Она села ближе к нему, примирительно коснулась его плечом.
— Знаешь, — сказала она, — ты ни о чем не жалеешь? Ну… как это говорят, хотел бы ты лучшей доли?
— Это было бы очень плохо, если бы я жалел о прошлом. Я не жалею. Мне иногда кажется, что я и вправду воевал. Что я был тяжело ранен, умирал и выжил. Может быть, это потому, что мне было десять, когда кончилась война.
В купе у мальчиков и девочек послышался капризный сонный голосок:
— Пить хочу. Я хочу пить.
Митя выскочил, встрепанный, красный, с блестящими глазами, и стал метаться от одного окна к другому, точно хотел выброситься.
— Люся хочет пить, — говорил он, — Люся хочет пить.
Рустем сказал, что скоро будет остановка, и тогда они сбегают и принесут девочке лимонаду.
— Скоро остановка, — метнулся мальчик к себе, — скоро остановка, и у меня есть деньги!..
— А может, не будет остановки. Я пить хочу.
— Люся, перестань! — крикнула Жанна, и Митя опять появился у них и глянул на Жанну страдальчески.
— Жанна Леонидовна, — сказал Митя, — но если ей очень хочется пить…
Вскоре поезд остановился, и Рустем с Митей выскочили из вагона и побежали к киоску. Вернулись они с тремя бутылками лимонада.
2
Они сошли на разъезде Карское. Отсюда до Кособродов было километров шесть.
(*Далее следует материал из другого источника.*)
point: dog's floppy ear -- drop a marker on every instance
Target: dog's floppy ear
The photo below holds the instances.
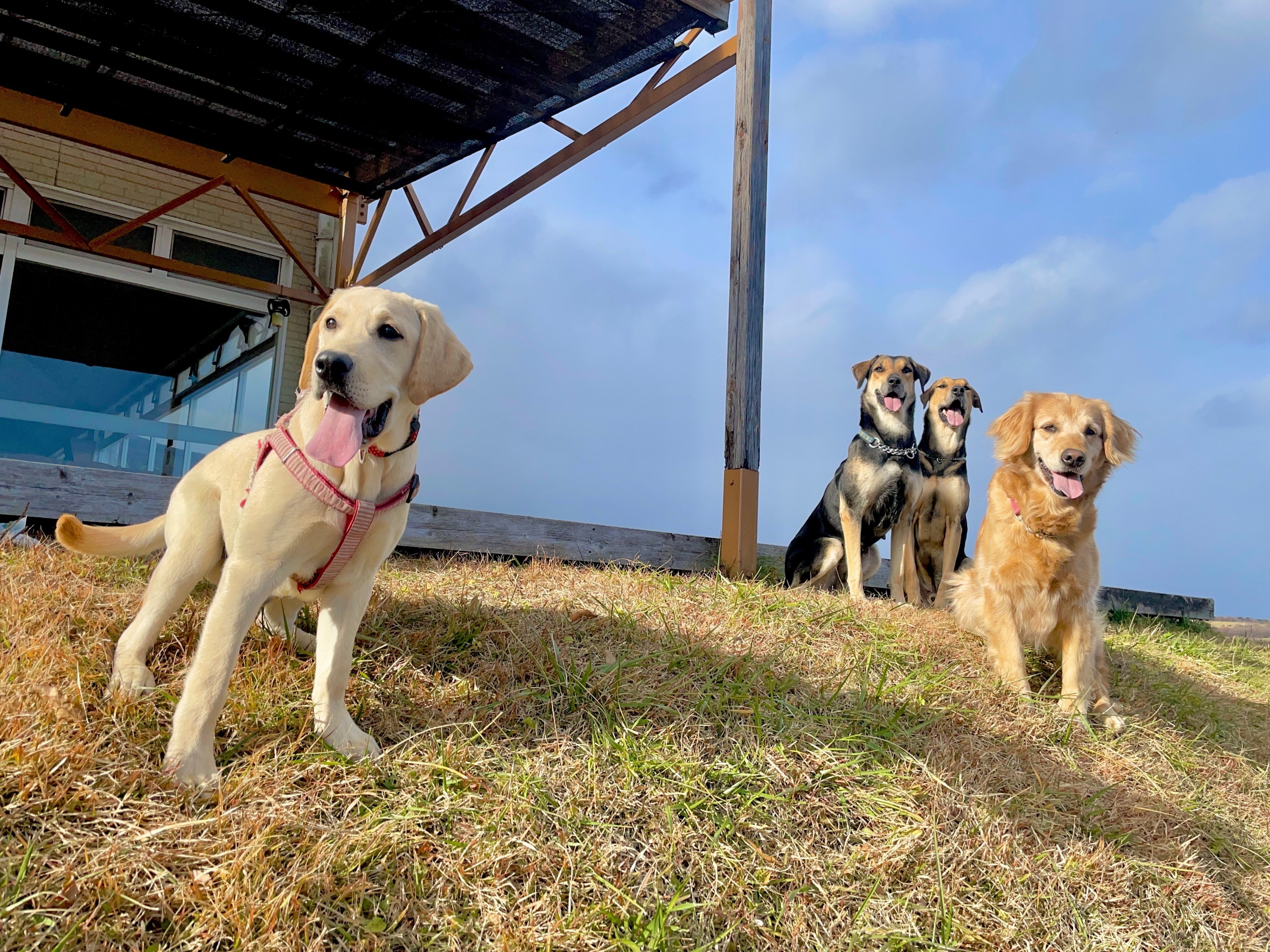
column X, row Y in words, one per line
column 1013, row 430
column 441, row 362
column 1120, row 441
column 861, row 370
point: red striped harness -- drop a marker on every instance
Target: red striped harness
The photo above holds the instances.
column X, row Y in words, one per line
column 361, row 513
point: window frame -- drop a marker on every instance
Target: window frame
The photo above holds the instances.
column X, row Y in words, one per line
column 16, row 206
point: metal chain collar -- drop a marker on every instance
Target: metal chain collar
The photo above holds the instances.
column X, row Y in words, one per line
column 910, row 453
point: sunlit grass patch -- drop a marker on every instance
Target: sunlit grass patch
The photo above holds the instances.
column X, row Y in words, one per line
column 587, row 758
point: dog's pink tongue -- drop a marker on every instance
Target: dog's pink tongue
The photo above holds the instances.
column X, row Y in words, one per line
column 340, row 435
column 1070, row 487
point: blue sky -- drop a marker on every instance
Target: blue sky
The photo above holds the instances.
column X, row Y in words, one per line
column 1054, row 196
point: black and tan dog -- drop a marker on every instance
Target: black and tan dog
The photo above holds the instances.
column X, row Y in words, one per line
column 939, row 517
column 872, row 493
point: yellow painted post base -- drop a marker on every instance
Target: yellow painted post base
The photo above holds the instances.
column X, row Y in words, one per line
column 738, row 548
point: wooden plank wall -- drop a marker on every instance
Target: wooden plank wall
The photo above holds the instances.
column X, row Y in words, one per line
column 125, row 498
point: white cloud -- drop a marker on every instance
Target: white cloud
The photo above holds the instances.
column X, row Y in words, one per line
column 1067, row 283
column 1236, row 212
column 1102, row 75
column 1198, row 261
column 1241, row 407
column 882, row 120
column 866, row 16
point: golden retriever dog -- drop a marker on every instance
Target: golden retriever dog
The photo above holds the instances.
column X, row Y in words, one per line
column 371, row 360
column 1036, row 573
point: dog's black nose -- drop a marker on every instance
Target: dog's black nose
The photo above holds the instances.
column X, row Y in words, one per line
column 1074, row 459
column 333, row 366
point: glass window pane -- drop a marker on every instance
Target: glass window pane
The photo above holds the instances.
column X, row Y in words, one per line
column 214, row 408
column 98, row 391
column 254, row 405
column 187, row 248
column 91, row 225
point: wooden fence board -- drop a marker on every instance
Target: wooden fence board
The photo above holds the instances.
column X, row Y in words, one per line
column 125, row 498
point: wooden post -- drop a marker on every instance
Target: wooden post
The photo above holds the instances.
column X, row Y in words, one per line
column 738, row 550
column 346, row 238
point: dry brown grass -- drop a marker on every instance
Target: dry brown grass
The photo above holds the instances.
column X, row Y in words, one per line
column 700, row 766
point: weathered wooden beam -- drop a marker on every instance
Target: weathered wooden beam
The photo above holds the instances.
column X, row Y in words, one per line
column 738, row 553
column 472, row 183
column 567, row 131
column 693, row 77
column 127, row 498
column 746, row 282
column 380, row 208
column 121, row 139
column 419, row 215
column 167, row 265
column 346, row 238
column 712, row 8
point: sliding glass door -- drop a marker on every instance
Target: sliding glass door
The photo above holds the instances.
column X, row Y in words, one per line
column 102, row 374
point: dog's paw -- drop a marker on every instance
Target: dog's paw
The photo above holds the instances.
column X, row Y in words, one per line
column 350, row 741
column 131, row 680
column 195, row 771
column 1112, row 721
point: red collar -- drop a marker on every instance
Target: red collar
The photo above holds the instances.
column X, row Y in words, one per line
column 361, row 513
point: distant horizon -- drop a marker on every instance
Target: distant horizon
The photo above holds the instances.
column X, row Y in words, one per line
column 1031, row 196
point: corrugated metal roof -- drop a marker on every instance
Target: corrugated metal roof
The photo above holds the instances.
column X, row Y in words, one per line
column 362, row 96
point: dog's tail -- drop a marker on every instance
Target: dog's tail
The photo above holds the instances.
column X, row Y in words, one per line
column 111, row 540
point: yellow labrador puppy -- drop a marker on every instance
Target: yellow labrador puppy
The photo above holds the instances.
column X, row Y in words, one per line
column 371, row 360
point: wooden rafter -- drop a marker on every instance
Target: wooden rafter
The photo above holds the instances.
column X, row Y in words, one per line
column 472, row 182
column 167, row 265
column 116, row 234
column 281, row 239
column 370, row 235
column 69, row 230
column 660, row 74
column 417, row 206
column 672, row 90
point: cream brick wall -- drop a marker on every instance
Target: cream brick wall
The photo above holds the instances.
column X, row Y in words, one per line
column 50, row 160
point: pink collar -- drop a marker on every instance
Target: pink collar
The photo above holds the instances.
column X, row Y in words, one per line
column 361, row 513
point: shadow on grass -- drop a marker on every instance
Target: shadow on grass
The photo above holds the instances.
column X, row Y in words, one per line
column 463, row 671
column 896, row 757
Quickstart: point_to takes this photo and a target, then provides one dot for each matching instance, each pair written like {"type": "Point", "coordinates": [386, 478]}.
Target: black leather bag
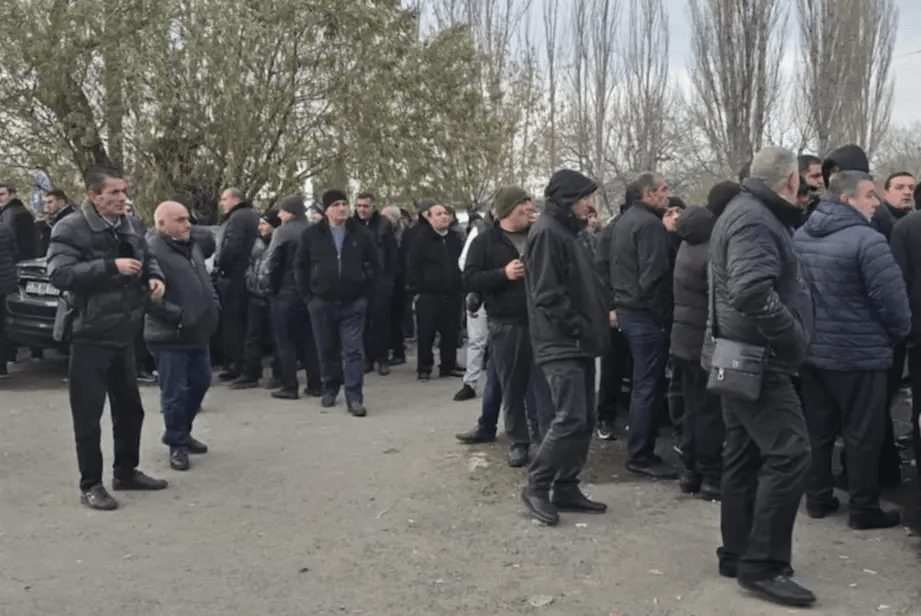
{"type": "Point", "coordinates": [736, 368]}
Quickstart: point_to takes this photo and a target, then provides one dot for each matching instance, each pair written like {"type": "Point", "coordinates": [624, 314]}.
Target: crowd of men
{"type": "Point", "coordinates": [800, 270]}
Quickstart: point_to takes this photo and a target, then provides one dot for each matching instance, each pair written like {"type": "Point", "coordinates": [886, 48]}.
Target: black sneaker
{"type": "Point", "coordinates": [97, 498]}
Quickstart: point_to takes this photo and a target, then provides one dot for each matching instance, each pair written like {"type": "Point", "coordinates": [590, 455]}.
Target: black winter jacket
{"type": "Point", "coordinates": [567, 301]}
{"type": "Point", "coordinates": [761, 298]}
{"type": "Point", "coordinates": [109, 307]}
{"type": "Point", "coordinates": [692, 300]}
{"type": "Point", "coordinates": [322, 273]}
{"type": "Point", "coordinates": [484, 273]}
{"type": "Point", "coordinates": [906, 248]}
{"type": "Point", "coordinates": [432, 261]}
{"type": "Point", "coordinates": [278, 270]}
{"type": "Point", "coordinates": [241, 228]}
{"type": "Point", "coordinates": [388, 252]}
{"type": "Point", "coordinates": [187, 315]}
{"type": "Point", "coordinates": [20, 221]}
{"type": "Point", "coordinates": [641, 275]}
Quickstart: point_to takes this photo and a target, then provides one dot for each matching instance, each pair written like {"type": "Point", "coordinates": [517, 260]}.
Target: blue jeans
{"type": "Point", "coordinates": [184, 379]}
{"type": "Point", "coordinates": [647, 347]}
{"type": "Point", "coordinates": [339, 330]}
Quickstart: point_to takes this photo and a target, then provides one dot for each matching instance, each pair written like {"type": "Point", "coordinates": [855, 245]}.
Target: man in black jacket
{"type": "Point", "coordinates": [377, 326]}
{"type": "Point", "coordinates": [290, 318]}
{"type": "Point", "coordinates": [567, 318]}
{"type": "Point", "coordinates": [337, 268]}
{"type": "Point", "coordinates": [178, 329]}
{"type": "Point", "coordinates": [101, 260]}
{"type": "Point", "coordinates": [495, 269]}
{"type": "Point", "coordinates": [240, 230]}
{"type": "Point", "coordinates": [15, 215]}
{"type": "Point", "coordinates": [433, 274]}
{"type": "Point", "coordinates": [761, 300]}
{"type": "Point", "coordinates": [641, 280]}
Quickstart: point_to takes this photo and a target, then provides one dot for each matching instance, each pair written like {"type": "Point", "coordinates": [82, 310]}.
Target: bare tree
{"type": "Point", "coordinates": [737, 47]}
{"type": "Point", "coordinates": [847, 96]}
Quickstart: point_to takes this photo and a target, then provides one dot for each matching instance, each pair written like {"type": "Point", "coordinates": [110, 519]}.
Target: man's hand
{"type": "Point", "coordinates": [128, 267]}
{"type": "Point", "coordinates": [514, 270]}
{"type": "Point", "coordinates": [157, 288]}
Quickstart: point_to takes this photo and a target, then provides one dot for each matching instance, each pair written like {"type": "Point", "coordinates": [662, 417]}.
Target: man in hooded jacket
{"type": "Point", "coordinates": [567, 317]}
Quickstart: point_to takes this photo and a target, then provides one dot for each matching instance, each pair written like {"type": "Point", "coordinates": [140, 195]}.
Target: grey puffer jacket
{"type": "Point", "coordinates": [81, 259]}
{"type": "Point", "coordinates": [761, 297]}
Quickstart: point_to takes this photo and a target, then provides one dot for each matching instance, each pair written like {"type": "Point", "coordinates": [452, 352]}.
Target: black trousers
{"type": "Point", "coordinates": [702, 423]}
{"type": "Point", "coordinates": [564, 450]}
{"type": "Point", "coordinates": [851, 404]}
{"type": "Point", "coordinates": [94, 372]}
{"type": "Point", "coordinates": [765, 467]}
{"type": "Point", "coordinates": [616, 367]}
{"type": "Point", "coordinates": [438, 314]}
{"type": "Point", "coordinates": [377, 327]}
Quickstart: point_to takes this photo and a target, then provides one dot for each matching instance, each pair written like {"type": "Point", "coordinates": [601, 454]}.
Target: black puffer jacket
{"type": "Point", "coordinates": [694, 227]}
{"type": "Point", "coordinates": [432, 261]}
{"type": "Point", "coordinates": [20, 221]}
{"type": "Point", "coordinates": [388, 252]}
{"type": "Point", "coordinates": [187, 315]}
{"type": "Point", "coordinates": [241, 228]}
{"type": "Point", "coordinates": [321, 272]}
{"type": "Point", "coordinates": [81, 259]}
{"type": "Point", "coordinates": [640, 264]}
{"type": "Point", "coordinates": [484, 273]}
{"type": "Point", "coordinates": [567, 302]}
{"type": "Point", "coordinates": [761, 298]}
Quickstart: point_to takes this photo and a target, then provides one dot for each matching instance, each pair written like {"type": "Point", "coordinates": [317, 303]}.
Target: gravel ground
{"type": "Point", "coordinates": [300, 511]}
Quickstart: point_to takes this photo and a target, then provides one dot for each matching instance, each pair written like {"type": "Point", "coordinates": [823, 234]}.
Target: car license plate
{"type": "Point", "coordinates": [41, 288]}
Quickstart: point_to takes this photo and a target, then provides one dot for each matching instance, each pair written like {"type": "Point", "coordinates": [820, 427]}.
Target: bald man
{"type": "Point", "coordinates": [178, 329]}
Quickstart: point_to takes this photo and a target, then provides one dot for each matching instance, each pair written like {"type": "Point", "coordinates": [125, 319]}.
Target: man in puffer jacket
{"type": "Point", "coordinates": [761, 300]}
{"type": "Point", "coordinates": [567, 319]}
{"type": "Point", "coordinates": [861, 313]}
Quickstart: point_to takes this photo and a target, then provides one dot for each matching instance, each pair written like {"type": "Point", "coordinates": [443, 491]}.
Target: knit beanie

Под откосом стояли три березки, стволы — будто белые дымки подымаются от земли и теряются в зеленой листве. В тени спал дедушка, задрав кверху куцую прямую бородку и зажав в обеих руках кнут. Возле паслась запряженная лошадь.
Они спустились вниз, к березкам, дедушке и лошади. Дедушка встал, быстро потер глаза, губы, потрепал бородку, и все увидели, что это парень лет тридцати.
Сразу стало ясно, что бородка ему очень нравится и что сразу понравилась ему Жанна.
— С проверочкой? — спросил он, неспешно, в упор, разглядывая Жанну.
— Нет.
Парень затянул чересседельник, взнуздал лошадь и сказал:
— Садись. — Он опять смотрел на Жанну, и она растерялась и сказала, что ехать надо им всем.
— Я и говорю, садись все.
— На лошади я не поеду, — сказала Люся.
— Садись немедленно! — раздраженно крикнула Жанна.
Люся села и надула губки.
Телега задребезжала по сухой каменистой дороге. Замелькали на ветру запахи: прохладный — болотной влаги, горячий и сухой — ковыля, горячий и горький — тмина и полынка.
Жанна тронула руку Рустема, и рука ее дрожала. Он поглядел ей в лицо. Она улыбнулась виновато, нежно.
— Ты не сердись на глупую Люську и не волнуйся, — зашептал он ей на ухо.
— Хорошо, не буду, — ответила она тоже шепотом.
Тут возница обернулся к ним.
— А беседовать будете?
— ??
— Ну, с народом. К нам, если приезжают из города, так беседуют.
— Мы с концертом, — сказала Жанна.
— На лилипутов глядеть абсолютно смешно, — сказал парень, и какие-то приятные воспоминания смягчили ему голос. — Этот самый лилипут, по-русски то есть шкет, он загребает денег в пять раз более, чем я.
Шел седьмой час, но в степи все еще стоял день, все так же звонко звенел воздух, и ярко было солнце. На своем плече Рустем ощутил голову Жанны и осторожно повел руку, погладил ей худую щеку и, чувствуя, как он ласков и нежен, подумал о том, что хорошо было бы получить отпуск поближе к осени и поехать с ней на юг — пусть бы отдыхала, и хорошо было бы ему смотреть на нее, беззаботную, спокойную.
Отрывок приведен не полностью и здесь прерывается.